Public interest in Susan's reappearance, at first blazing, died down to near nothing. Susan did nothing to encourage publicity, and at first Adam saw this as a clever device to jack up her price for an exclusive interview. But Susan rested firm, and Adam had a hard time forgiving her for blowing the chance to sell at the peak of public interest.

Susan was able to rent her old Cape Cod house from the Steel Mountain Corporation, who'd bought it after the plane crash. It was eight minutes from Eugene Junior. She landed Randy a job in a music PR office as an assistant. He used this money to rent the agreed-upon house in the Valley. The Cape Cod house existed almost purely as an elaborate ruse to deflect any possible public awareness away from Eugene Junior. Susan was still trying to think of the lowest-profile manner possible of «taking Eugene public,» but finding a solution was proving difficult, as any solution meant a media deluge.

Susan slept in her Cape Cod house at night. Otherwise it was useful only as a shell for her answering machine. It received calls, almost all from Adam Norwitz, to inform Susan of offers for the rights to tell-all cable network dramatizations of her life. These were offers she had to refuse because she publicly stood by her amnesia story, and technically she had no real story to tell. The only other calls were psychiatrists from around the world specializing in memory retrieval who had obtained her number on the sly. («I know it's bad form to sneak in the back door like this, but I think I can help you out, Susan Colgate.»)

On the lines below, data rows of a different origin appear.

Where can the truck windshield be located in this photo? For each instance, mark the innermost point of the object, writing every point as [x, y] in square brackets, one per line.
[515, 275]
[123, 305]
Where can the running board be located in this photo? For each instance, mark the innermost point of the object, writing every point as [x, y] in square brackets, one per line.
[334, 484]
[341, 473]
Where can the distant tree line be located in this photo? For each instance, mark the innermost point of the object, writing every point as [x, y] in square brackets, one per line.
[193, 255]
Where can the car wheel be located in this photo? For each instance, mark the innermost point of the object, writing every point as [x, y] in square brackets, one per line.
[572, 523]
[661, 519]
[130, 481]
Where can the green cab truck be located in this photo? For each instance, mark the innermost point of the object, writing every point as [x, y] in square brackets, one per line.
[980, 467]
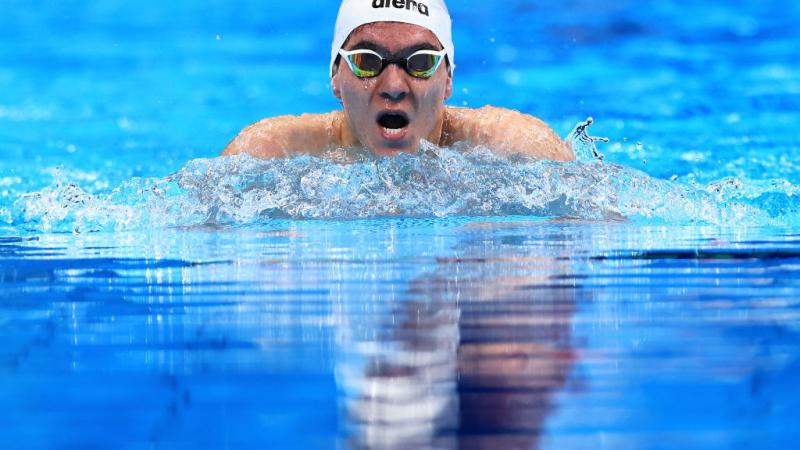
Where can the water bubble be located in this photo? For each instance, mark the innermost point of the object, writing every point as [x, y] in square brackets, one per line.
[436, 182]
[583, 144]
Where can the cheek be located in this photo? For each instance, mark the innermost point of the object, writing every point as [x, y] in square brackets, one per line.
[355, 95]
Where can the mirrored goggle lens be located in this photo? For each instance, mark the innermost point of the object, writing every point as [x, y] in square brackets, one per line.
[366, 64]
[423, 65]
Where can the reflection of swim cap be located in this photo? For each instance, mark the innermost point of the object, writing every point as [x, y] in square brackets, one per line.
[430, 14]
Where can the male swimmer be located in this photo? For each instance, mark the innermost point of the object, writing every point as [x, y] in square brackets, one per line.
[392, 66]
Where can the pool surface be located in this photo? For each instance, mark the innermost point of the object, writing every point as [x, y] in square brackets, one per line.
[154, 296]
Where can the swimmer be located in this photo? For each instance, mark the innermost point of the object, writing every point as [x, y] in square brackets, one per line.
[392, 65]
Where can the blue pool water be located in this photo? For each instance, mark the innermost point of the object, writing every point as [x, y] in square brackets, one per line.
[155, 296]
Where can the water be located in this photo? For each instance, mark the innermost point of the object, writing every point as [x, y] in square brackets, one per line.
[154, 296]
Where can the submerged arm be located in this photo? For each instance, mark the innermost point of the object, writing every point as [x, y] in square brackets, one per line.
[277, 137]
[505, 131]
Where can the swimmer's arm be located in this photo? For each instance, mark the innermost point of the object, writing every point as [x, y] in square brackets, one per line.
[278, 137]
[505, 131]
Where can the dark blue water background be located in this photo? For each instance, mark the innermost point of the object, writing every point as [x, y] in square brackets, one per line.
[151, 302]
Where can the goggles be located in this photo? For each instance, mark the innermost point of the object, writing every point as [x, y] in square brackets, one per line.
[370, 64]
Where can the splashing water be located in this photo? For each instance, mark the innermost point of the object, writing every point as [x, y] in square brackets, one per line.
[435, 182]
[584, 145]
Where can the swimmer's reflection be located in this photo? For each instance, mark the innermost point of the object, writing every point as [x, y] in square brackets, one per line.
[471, 359]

«Christ, Randy, these losers think that ambushing me on my private line somehow predisposes me to like them. Whatta buncha lepers.»

Randy agreed. His job had given him a small measure of media savvy. His office handled what press remained for Steel Mountain, and he brought back reports that the band's five members had succumbed to road fatigue, catastrophic drug use, hepatitis C, assault-and-battery lawsuits, and musical irrelevance.

«My days are only a little bit starfucky. Mostly they're spent photocopying legal documents and fetching arcane health-food products from halfway across town. Starfucky's more fun.»

Susan was cutting melon wedges into zigzag shapes for a barbecue at the Brady house. «Steel Mountain's really over now, isn't it?»

«I don't want to be disloyal — they pay the bills,» said Randy, «but how much more energy is it worth to make five grizzled Liverpudlians with teeth like melting sugar crystals look like sexual and moral outlaws for kids maybe two decades younger than themselves? It's obscene past a point.»